Repetition is common during RE6’s many boss battles, where stories overlap the most–and the encounters only become more tedious every time you replay them. It’s not because of the actual mechanics of the gameplay, though–those are stronger in RE6 than they have been in any of the past games. Resident Evil 6 sports the largest upgrades to the Resident Evil style since RE4. An emphasis is placed on fluidity and movement–a huge departure from the tank-like controls of previous games. The welcome ability to move and shoot is joined by sliding, crawling, upgraded melee, and a cover system that never seems to work right (but, thankfully, is never really necessary). There are still some moments of slowly plodding through moody corridors, waiting for enemies to leap out and scream, but they’re weaved between cinematic moments and large-scale shootouts.

The issue, though, is with conflicted gameplay; more specifically, scarcity of ammo and an annoying inventory system. Resident Evil 6 doesn’t blend horror and explosive action, it simply sits awkwardly between them, leaving you with facing too many enemies with too few bullets. Needing to mix herbs and pick and choose which items to collect might have made sense in the past, but now it feels somewhat redundant, held back even more by inventory management that doesn’t fit. You’ll often face situations that seem bred specifically to trick you into wasting ammo (and time), such as near-immortal enemies that need a cutscene to trigger before they can be harmed. These segments aren’t well telegraphed, and it’s often hard to know if the foe you’re wasting precious ammo on can be hurt at all, or if the game is simply biding its time until a quick-time event is triggered.

Quick-time events aren’t new to the series, but they were used much more sparingly in the past than they are in RE6. Now everything from opening a door to punching an enemy has the potential to trigger an event that’ll have you slamming random buttons or smacking the analog stick back and forth. Sometimes they’re simply annoying, and other times they’re overly difficult. Never, though, are they enjoyable, and it’s a shame to see interesting moments that might have served better as cutscenes or fully interactive segments be chained to QTEs.

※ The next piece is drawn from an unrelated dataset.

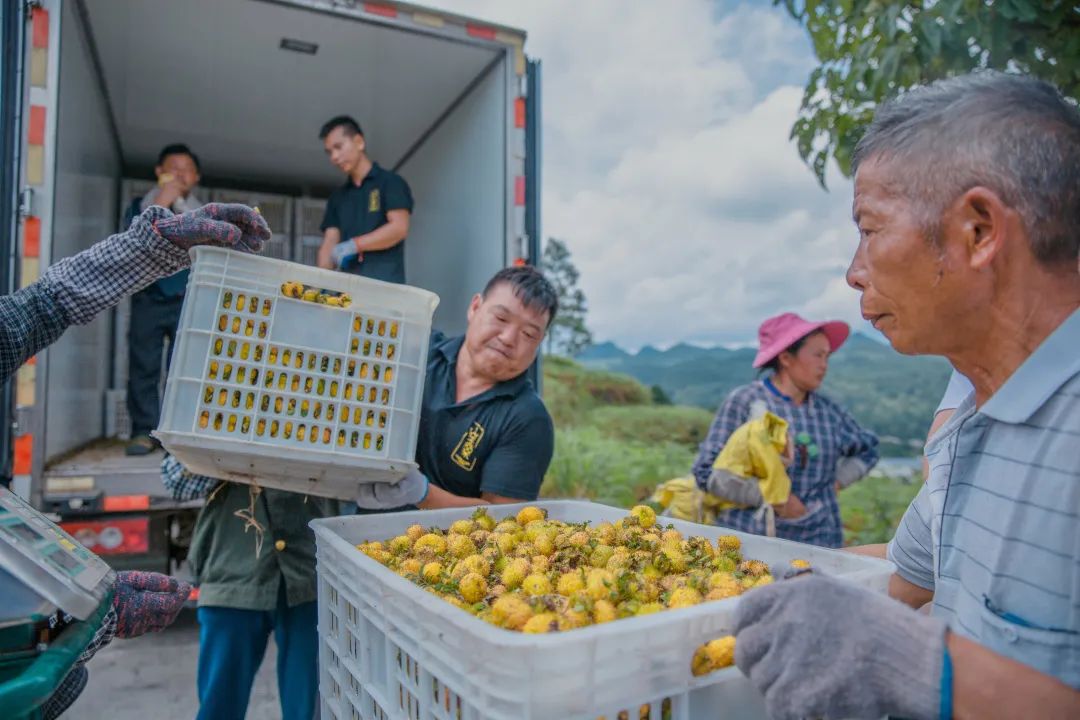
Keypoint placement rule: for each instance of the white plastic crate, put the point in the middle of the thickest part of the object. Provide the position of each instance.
(391, 651)
(293, 394)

So much of Resident Evil 6 is wonderful. The story is intense and ambitious, and the separate campaigns–and the way they interact with each other–is an achievement in interactive storytelling. Even the changes to the gameplay are strong, and you’ll likely spend a majority of the game enjoying the weird, unexpected ride that it takes you on. When you do run into issues, though, they’ll be related to the half measures taken in other areas of the gameplay, proving that flat-out abandoning some tropes while clinging on to others doesn’t always make for great sequels. Though rough around the edges, Resident Evil 6 is still a remarkable creature, and like the J’avo, it’s an interesting transformation, even if it’s not necessarily the prettiest one.